Al di là dei non troppo celati dissapori tra Caltagirone e il gruppo Mediobanca, primo azionista della società triestina, rispetto alla composizione del prossimo CdA, l’assemblea di oggi sarà anche l’occasione per capire se Generali fa sul serio in materia di lotta ai cambiamenti climatici.

Per questo parteciperanno azionisti critici e attiviste da più parti d’Europa, in rappresentanza della rete internazionale Unfriend Coal, di Greenpeace e di Re:Common.

Lo scorso novembre, la compagnia assicurativa ha approvato una policy che prevede il disinvestimento di 2 miliardi di euro dalle società legate al carbone, la più inquinante tra le fonti fossili, e uno stop alla copertura dei rischi per la costruzione di nuove miniere e centrali.

Tra le assicurazioni europee, Generali è purtroppo una delle più attive nel comparto carbonifero polacco, con ben cinque utility assicurate. Tra queste spicca Pge, la principale società energetica del paese, ma soprattutto la seconda più inquinante in Europa dopo la tedesca Rwe.

Nella policy approvata a fine 2018, Generali ha fatto sapere di aver iniziato un processo di ingaggio con Pge e altre cinque società – quattro di cui sempre polacche più la Ceca Cez – la cui prima fase è terminata il mese scorso.
Qualora le sei utility non avessero presentato dei piani di transizione entro questo termine, il Leone di Trieste si era impegnata, nero su bianco, a «scaricarle».

Una cosa è certa, Pge ad uscire dal carbone non ci pensa neppure. Anzi, la sua strategia è di continuare a bruciare polvere nera fino al 2050, costruendo almeno una nuova centrale e due miniere. Lo stesso vale per la Ceca Cez, che grazie al carbone produce quasi la metà dell’energia nei suoi impianti, e che è intenzionata ad espandere la miniera di Bilina, nella Boemia settentrionale, per mantenerla operativa fino al 2035. La direzione scelta da queste società è perfettamente chiara, bruciare carbone finché i depositi non si esauriranno.

Qualora Pge e Cez riuscissero a realizzare i loro piani di espansione, per l’Europa il percorso verso la transizione energetica si farebbe estremamente complicato.

Oltre a costituire la minaccia principale per il clima, il carbone causa enormi impatti ambientali e sanitari, come esporranno in assemblea Monika Sadkowska, dell’associazione polacca Rt-On, e Nikol Krejcová, di Greenpeace Repubblica Ceca.

Insieme a loro, gli azionisti critici presenti chiederanno a Generali di tagliare definitivamente i rapporti con l’industria carbonifera in questi paesi invece di supportare, coprendone i rischi, i loro piani di sviluppo scellerati.

Non farlo sarebbe prima di tutto un atto deleterio per il clima e la salute dei cittadini europei.
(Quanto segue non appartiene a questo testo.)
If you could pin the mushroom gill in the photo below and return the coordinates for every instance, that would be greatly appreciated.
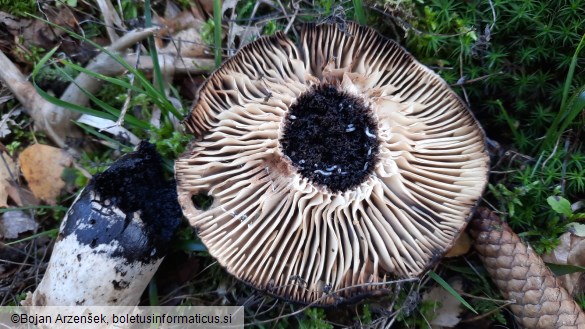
(333, 163)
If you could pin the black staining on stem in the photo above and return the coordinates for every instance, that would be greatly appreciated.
(129, 210)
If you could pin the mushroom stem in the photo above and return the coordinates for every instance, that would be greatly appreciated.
(114, 236)
(522, 276)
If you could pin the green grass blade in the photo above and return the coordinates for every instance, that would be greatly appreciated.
(575, 106)
(217, 31)
(115, 81)
(152, 48)
(509, 121)
(571, 72)
(565, 115)
(113, 111)
(450, 289)
(92, 131)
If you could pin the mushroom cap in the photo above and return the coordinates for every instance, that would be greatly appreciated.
(295, 236)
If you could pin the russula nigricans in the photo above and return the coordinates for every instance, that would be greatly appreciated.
(334, 164)
(113, 237)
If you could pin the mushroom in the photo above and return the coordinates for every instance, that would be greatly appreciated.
(113, 237)
(334, 164)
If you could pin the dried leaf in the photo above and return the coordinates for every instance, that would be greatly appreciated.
(14, 222)
(8, 171)
(570, 251)
(110, 127)
(449, 309)
(461, 247)
(42, 166)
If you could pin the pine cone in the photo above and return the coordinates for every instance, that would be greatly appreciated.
(540, 299)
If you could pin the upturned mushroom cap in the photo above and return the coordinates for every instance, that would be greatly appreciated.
(333, 164)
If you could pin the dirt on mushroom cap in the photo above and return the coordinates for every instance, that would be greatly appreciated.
(292, 236)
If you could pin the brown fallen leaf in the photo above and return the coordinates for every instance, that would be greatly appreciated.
(8, 171)
(448, 311)
(42, 166)
(461, 247)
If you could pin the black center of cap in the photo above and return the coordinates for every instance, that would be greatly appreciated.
(330, 136)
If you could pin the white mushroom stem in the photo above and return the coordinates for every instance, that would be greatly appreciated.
(114, 236)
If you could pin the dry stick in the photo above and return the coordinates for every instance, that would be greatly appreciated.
(541, 301)
(54, 120)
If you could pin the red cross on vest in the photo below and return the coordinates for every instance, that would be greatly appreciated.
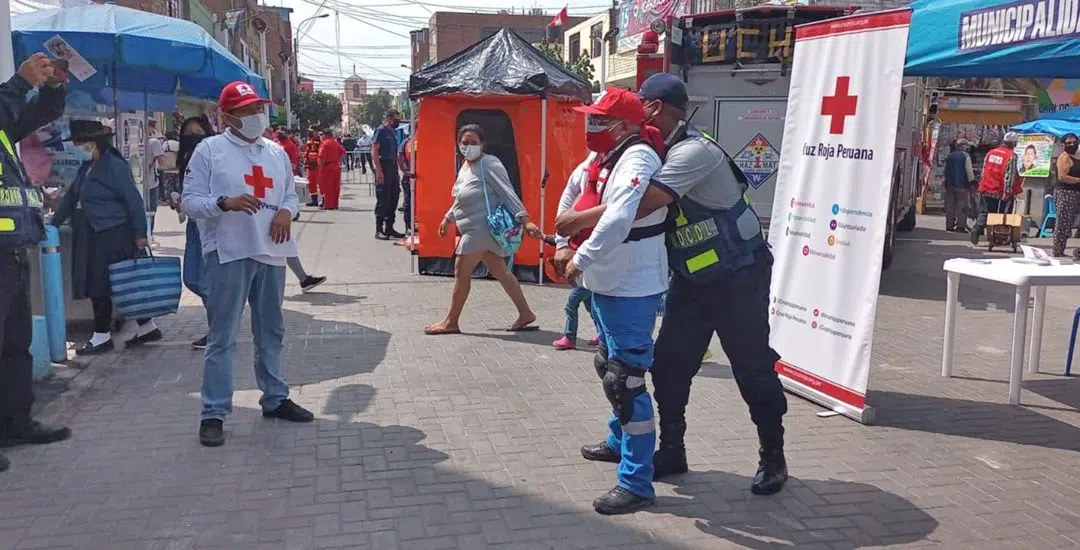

Ma costituirebbe anche una violazione della policy approvata lo scorso anno da Generali, il che comporterebbe un danno reputazionale e una notevole perdita di credibilità per il Leone di Trieste. Generali deve scegliere cos’è più importante: fare affari con il carbone o diventare leader nell’azione climatica. E deve mostrare a tutti quanto vale la sua parola.